Thesis defense of Philip Bleicker
- Defense
The Fermi-Hubbard model and its limiting cases as a testbed for techniques and phenomena
Despite about six decades of research on the Fermi-Hubbard model (FHM), there is hardly any other model that holds a comparable fascination. The model has a conceptually simple structure and yet contains the essential ingredient of a solid: interaction. Precisely this interaction, however, opposes conclusive solutions of the FHM in equilibrium and non-equilibrium and imposes high demands on methodological approaches.

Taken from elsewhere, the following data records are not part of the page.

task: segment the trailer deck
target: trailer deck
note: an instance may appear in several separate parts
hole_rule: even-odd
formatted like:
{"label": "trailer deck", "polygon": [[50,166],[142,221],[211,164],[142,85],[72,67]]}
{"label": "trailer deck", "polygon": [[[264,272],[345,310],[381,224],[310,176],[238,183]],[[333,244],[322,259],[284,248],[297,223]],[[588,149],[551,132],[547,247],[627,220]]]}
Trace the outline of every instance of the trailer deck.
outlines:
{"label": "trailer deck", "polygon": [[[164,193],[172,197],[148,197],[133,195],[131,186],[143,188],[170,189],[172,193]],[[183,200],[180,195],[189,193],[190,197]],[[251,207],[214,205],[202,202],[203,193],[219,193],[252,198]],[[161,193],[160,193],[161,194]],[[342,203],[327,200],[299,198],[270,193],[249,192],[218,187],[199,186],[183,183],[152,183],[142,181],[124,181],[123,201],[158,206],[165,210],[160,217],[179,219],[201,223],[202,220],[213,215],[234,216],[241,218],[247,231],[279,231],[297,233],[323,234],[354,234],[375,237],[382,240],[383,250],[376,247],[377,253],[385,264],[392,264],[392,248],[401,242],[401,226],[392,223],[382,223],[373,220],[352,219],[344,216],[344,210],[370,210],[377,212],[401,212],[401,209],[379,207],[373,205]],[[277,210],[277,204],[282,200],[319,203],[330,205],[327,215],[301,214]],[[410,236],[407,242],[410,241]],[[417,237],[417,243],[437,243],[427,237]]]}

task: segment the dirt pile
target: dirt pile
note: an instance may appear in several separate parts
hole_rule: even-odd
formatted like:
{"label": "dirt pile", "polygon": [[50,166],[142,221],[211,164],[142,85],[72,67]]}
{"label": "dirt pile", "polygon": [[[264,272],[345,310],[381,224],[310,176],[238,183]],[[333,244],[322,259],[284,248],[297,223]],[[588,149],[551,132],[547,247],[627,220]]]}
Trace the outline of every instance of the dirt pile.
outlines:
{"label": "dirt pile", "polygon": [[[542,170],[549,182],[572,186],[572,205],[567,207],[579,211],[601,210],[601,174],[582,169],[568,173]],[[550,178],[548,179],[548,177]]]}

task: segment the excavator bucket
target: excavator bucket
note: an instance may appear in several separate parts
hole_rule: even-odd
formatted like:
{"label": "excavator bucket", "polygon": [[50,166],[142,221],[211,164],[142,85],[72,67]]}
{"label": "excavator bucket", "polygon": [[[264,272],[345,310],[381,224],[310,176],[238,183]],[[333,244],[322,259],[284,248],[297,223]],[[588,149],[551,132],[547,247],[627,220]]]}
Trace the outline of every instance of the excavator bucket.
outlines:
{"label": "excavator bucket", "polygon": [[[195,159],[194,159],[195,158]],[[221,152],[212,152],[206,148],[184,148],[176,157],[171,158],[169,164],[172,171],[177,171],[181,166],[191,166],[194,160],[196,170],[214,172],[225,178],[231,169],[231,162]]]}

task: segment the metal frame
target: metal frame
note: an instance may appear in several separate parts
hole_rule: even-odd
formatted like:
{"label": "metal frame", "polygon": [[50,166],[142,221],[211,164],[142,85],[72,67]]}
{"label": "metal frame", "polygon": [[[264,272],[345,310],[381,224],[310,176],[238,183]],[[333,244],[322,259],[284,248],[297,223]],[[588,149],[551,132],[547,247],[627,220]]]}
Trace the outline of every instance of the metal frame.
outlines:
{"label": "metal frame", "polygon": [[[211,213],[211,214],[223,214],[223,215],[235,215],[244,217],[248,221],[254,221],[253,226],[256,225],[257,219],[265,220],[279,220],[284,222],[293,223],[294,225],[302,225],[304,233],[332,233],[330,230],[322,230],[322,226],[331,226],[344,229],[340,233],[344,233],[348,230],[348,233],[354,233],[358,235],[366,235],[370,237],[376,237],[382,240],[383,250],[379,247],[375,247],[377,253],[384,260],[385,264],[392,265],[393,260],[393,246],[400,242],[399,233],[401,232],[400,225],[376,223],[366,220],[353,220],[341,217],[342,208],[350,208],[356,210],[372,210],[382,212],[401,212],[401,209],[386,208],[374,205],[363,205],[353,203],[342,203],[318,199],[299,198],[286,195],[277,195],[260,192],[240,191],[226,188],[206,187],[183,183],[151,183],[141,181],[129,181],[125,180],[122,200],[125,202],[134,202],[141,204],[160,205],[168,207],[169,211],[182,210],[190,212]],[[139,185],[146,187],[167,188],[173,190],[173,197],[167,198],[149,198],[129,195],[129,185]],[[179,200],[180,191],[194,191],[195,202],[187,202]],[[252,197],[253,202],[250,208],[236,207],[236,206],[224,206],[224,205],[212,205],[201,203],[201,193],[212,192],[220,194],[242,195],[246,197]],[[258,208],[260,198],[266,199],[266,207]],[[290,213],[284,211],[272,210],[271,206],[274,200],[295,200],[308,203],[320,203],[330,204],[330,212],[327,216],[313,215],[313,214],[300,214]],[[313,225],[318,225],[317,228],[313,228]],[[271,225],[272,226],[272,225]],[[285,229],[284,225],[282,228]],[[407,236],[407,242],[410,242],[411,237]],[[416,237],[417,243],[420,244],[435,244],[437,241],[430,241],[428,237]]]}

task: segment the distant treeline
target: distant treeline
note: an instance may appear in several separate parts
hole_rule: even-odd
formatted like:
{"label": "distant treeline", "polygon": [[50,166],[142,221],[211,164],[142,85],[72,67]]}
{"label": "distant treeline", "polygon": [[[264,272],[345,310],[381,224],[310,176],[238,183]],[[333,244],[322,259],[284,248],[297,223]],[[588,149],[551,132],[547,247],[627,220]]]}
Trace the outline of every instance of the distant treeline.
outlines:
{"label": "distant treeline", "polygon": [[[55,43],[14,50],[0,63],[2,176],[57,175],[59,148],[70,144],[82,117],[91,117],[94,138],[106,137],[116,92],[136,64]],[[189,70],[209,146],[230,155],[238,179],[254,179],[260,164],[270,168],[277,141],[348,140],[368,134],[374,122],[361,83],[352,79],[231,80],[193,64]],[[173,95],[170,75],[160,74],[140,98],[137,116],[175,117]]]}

In the course of this work, we review the FHM and related models which can be derived from it, e.g. the t-J model or the Heisenberg model, discuss key topics of current research and use both well-known methods like CET and TPQS and new techniques like iEoM to contribute to the elucidation of some central questions. We begin with the analyses of equilibration and thermalisation in quenched closed quantum systems and confirm as well as extend previously made hypotheses. Furthermore, we challenge and falsify the assumption of a dynamical phase transition in one dimension. In a second step, we reduce the FHM to an effective t-J model, which is of particular interest in the context of high-temperature superconductivity, and consider the resulting charge carrier dynamics. Moreover, we confirm ideas on the quantitative predictability of the autocorrelation in dense spin systems. In the last step, we propose a novel theoretical approach based on iEoM for the systematic evaluation of Green's functions in reduced operator subspaces and motivate its applicability by means of an exemplary calculation.